Eltham palace was built by a 14th century Bishop of Durham, then ceded to the crown. Richard II built the bridge over the moat, Edward IV built the Great Hall, Henry VIII spent much of his childhood there. Later it fell into dis-use, eclipsed by later, grander royal palaces. Charles I was the last king to visit. By the time Turner dropped by with his sketch pad only the Great Hall was still standing- and in use as a barn. The Ministry of Works effected repairs- and in the 1930s sold the lease to Stephen and Stephanie Courtauld- who inserted a fanciful Deco mansion, put underfloor heating in the Great Hall and used it for cocktail parties.
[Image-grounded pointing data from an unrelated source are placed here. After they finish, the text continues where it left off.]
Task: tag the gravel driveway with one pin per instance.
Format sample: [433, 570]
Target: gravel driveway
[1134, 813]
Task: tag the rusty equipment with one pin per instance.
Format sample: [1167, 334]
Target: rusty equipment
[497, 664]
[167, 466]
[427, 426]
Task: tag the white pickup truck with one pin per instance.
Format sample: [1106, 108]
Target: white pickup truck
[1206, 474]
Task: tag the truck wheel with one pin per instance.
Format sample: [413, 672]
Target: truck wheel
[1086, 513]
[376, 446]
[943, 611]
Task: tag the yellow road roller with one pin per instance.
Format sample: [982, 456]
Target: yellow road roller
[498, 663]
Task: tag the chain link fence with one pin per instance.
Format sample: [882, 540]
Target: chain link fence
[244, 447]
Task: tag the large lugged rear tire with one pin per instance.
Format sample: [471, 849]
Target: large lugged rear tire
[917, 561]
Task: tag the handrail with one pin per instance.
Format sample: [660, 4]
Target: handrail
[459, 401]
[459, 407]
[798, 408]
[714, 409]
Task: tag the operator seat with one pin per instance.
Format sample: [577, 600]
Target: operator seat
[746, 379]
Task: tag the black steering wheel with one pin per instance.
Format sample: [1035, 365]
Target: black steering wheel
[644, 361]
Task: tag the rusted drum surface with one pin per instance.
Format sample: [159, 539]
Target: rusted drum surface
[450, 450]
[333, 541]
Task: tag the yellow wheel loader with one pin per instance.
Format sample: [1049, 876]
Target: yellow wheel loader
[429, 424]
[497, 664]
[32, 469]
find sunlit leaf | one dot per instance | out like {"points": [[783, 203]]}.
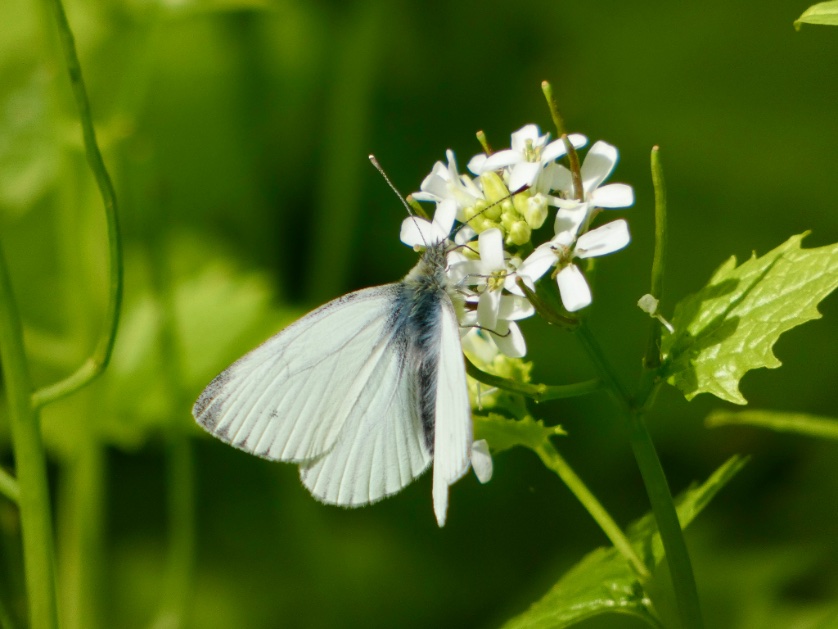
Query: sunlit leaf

Bombs fell in the 1940s, burning holes in the hammerbeam roof and singeing the minstrels gallery. After the war the government moved back in and used the place as a military training facility. Servicemen scratched their names and dates on Yorkist stone. Then came another phase of restoration- which returned the building to a simulacrum of its Deco glory days. Money was no object. I got told off for walking on a replica carpet that cost English Heritage £45,000.
I love the medieval and I love Deco. Here the two exist side by side- with just a wheelchair friendly ramp between them.
A view across the moat- with the Great Hall on the left and the 30's Palace on the right.
The circular hall of the new house. That's the carpet I trespassed on. The wall decorations are in inlaid wood.
Vesta, goddess of the hearth, welcomes you to Stephen and Stephanie's lovely home.